Every year, we are honoured to recognize members of the SMUS community as they retire and take on new adventures. Read the 2020 Retirees series to learn more about their outstanding contributions to the school. In this story, we recognize SMUS postmaster Tony Cordle.
“Sixteen, seventeen-year-olds, they need a bit of room, they need to fall down. Otherwise, when they fall down at 30, they won’t know what to do.” Tony Cordle’s reclining on a worn wooden bench, in the shade of a tree on campus, clad in a black short-sleeve Hawaiian shirt with a birds of paradise print.
Tony’s first contact with SMUS was in 1985. At the time, Tony lived in Grand Prairie, Alberta with his wife, who was a nurse, and their two kids. They had emigrated from Wales in 1985, as there were huge incentives for nurses in Alberta. He was visiting Victoria later that year with the British Columbia Cricket Association and the Victoria District Cricket Association, which were both trying to woo Tony to Victoria and get involved in local cricket. SMUS was the only school on Vancouver Island that played. Before coming to Canada, Tony was a former Barbadian first-class cricketer who played in England for Glamorgan. In 1979, he was named Player of the Year. In short, he is a cricket legend. When asked about his time playing cricket, Tony brushes it off, “I don’t want to talk about that. … You can Google it.” When they met, then-Headmaster John Schaffter said, “If you come back to live (in Victoria), we have a job for you here.”
The Cordles moved to Victoria the next year and John Schaffter remained true to his word; Tony became part of the school’s physical education program, working with Cliff Yorath. During the day, Tony shared various field hockey skills, and in the evenings, he taught cricket. When not coaching sport, Tony worked with grounds staff, mowed the lawn and got to know the kids. His palpable depth of integrity balanced with a terrific sense of humour drew students. Tony commanded great respect, especially from the athletes, but also from students who were having challenges and those who just wanted a dependable grown-up in their school day. “There were so many great kids; so many really funny kids, too,” he reflects.
Tony’s work spanned running the tuck shop and managing the Campus Shop, working with the grounds team, along with ongoing cricket, soccer, rugby and basketball coaching. “I’ve always looked at SMUS as a place of learning, and I have tried to learn something every day.” Over the last few years, Tony visited each campus daily, distributing mail, important documents and packages.
His son Jeremy also attended SMUS. It was “good to see him grow up and really enjoying the things that he excelled at. In those days sport meant a lot to the school.” Jeremy went on to play wing for Team Canada rugby before taking off as an entrepreneur with his partner Alana.
Tony noticed several shifts in the school over his more than 33 years. He reflects that the diversity on campus has evolved, adding that he’s also seen the meaning of success change since his early days at SMUS. “At first, they expected every kid to be a doctor or a lawyer.

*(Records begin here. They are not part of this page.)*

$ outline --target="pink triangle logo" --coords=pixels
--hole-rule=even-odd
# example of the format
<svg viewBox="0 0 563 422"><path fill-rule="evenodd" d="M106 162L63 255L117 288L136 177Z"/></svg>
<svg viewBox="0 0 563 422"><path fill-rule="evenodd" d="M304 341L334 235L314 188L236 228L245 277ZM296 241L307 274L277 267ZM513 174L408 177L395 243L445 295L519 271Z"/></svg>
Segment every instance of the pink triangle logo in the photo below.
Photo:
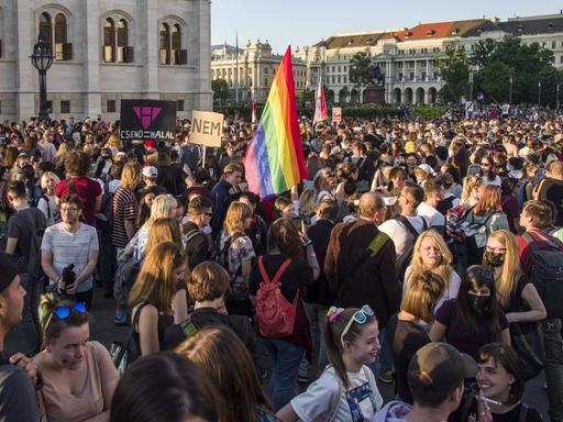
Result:
<svg viewBox="0 0 563 422"><path fill-rule="evenodd" d="M151 127L151 123L154 122L158 113L161 112L162 107L141 107L135 106L133 107L133 111L135 112L136 116L141 121L141 125L146 131L148 127Z"/></svg>

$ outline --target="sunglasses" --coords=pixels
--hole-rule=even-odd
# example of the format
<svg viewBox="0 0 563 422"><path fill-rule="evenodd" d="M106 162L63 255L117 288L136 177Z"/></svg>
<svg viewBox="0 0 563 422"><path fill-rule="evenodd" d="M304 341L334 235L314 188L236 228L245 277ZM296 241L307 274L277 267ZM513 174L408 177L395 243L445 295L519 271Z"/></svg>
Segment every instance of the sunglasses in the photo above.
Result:
<svg viewBox="0 0 563 422"><path fill-rule="evenodd" d="M367 321L367 316L373 316L373 315L374 315L374 311L367 304L364 304L361 309L358 309L356 312L354 312L354 314L347 322L346 326L344 326L342 334L340 335L340 343L342 344L342 346L344 346L344 336L350 331L352 323L355 322L356 324L361 324L361 325L365 324L365 322Z"/></svg>
<svg viewBox="0 0 563 422"><path fill-rule="evenodd" d="M77 311L79 313L85 313L86 304L84 304L82 302L76 302L73 306L58 307L58 308L55 308L53 313L55 314L57 320L65 321L68 319L68 316L70 316L70 312L73 312L73 311Z"/></svg>

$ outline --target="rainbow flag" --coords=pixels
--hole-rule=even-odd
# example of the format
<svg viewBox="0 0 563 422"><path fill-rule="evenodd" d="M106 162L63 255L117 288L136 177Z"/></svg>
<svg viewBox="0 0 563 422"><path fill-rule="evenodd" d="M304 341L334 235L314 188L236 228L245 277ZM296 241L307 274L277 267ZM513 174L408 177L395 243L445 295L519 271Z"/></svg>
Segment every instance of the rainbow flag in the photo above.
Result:
<svg viewBox="0 0 563 422"><path fill-rule="evenodd" d="M263 199L285 192L307 177L290 46L272 82L258 129L246 149L244 167L249 189Z"/></svg>

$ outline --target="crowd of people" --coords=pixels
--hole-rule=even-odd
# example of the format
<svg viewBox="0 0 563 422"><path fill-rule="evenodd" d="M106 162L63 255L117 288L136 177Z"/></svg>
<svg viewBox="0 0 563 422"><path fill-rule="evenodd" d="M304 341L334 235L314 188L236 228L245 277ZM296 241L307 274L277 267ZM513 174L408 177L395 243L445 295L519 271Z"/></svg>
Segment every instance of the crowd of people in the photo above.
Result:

I have often said to kids, ‘There is something out there for you, something with your name on it. And you will get it; it is out there, and it is yours.’” Now, there is more of a focus on each student’s individual strengths.
Singing has always been important to Tony, and he got involved in singing with the kids in chapel under the direction of music teacher Mary Humphries. His voice is stunning, and he has sung at many SMUS event, alumni’s weddings, and even performed a marriage for one. He also sings in a band with four SMUS alumni parents, which he says makes is feel very special. The bonds formed at school have resulted in strong friendships over the years. Tony admits, “I never thought that students would become lifelong friends.” He has been significant to many students, and he says that he had not expected that.
Now retired, Tony misses chatting and singing with the students, but he’s taking time to relax and spend time with family. He’s part of a choir that sings classics from the ‘60s to the ‘90s, and he’s drawn to the truth in many of the lyrics. Citing “The Impossible Dream” as one musical example, Tony shares, “I spent most of my time at the school striving to reach the unreachable stuff. I have learned here to do that. More so than anything else, you are dreaming and reaching every day a higher goal or to be better than people may view you as being. Uphold the standard you set for yourself.”